Spending freely on a new idea with your credit card 

As with personal credit card debt, business credit card debt is easy to rack up, and painful to pay off, especially when there is a high-interest rate involved. It’s the 

reason why you shouldn’t use your credit cards to fund untested business ideas. 

You need to use credit card debt only to power ideas that you know will work. For instance, if you’re starting a business card printing company, you shouldn’t use your business credit card to buy up lots of inventory even before you know that things will work out. What you should do is to show your best designs to customers, learn which designs are likely to work out, accept pre orders, if possible, and order inventory with your credit card, based on customer interest. 

Handing business credit cards to employees without issuing a spending policy 

When you give your employees their own business credit cards, it can make life easier when you need to delegate responsibility.
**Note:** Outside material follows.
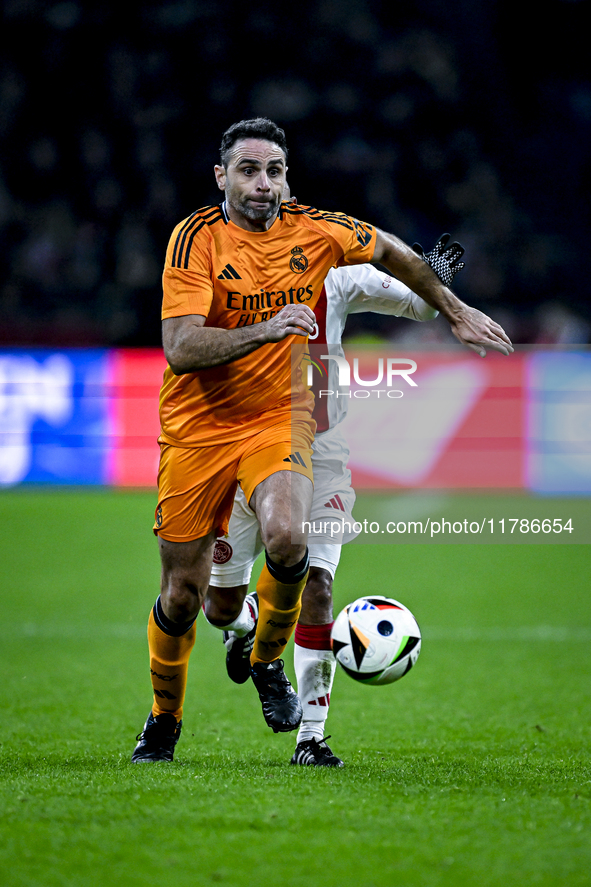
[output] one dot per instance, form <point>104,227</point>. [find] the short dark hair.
<point>257,128</point>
If you don’t have a well-defined spending policy, however, a single shopping outing for supplies for the office can end up costing you too much. 

As your business credit card balance rises, it could hurt the credit score of your business, or even your personal credit score. 

What you need to do is to set strict spending limits on the credit cards that you issue to your employees. If you can’t ask your credit card issuer to set limits, you should issue policy guidelines for how much employees are allowed to spend. It can also help to set alerts to be notified each time an employee spends on their card. 

Thinking that overspending is okay because you get tax deductions 

Sometimes, business owners are tempted to spend freely with their business credit cards, telling themselves that it’s okay because their expenses are tax-deductible. It’s important to remember, however, that tax-deductible expenses aren’t the same as free expenses. Deductible expenses can lower your tax liability, but you’ll still need to pay for the rest of your expenses past what you save with your taxes. 

Basically, you don’t want your outflow to be greater than your income. If you see a pattern of overspending emerge, you need to pay careful attention to cutting back. Tax deductions don’t justify expenses that you can’t afford. 

Using a business credit card for personal expenses 

Setting up your company as a limited liability entity is a good way to minimize personal exposure in the event of financial troubles at your business. Your exposure can increase if you put personal expenses on a business credit card, however.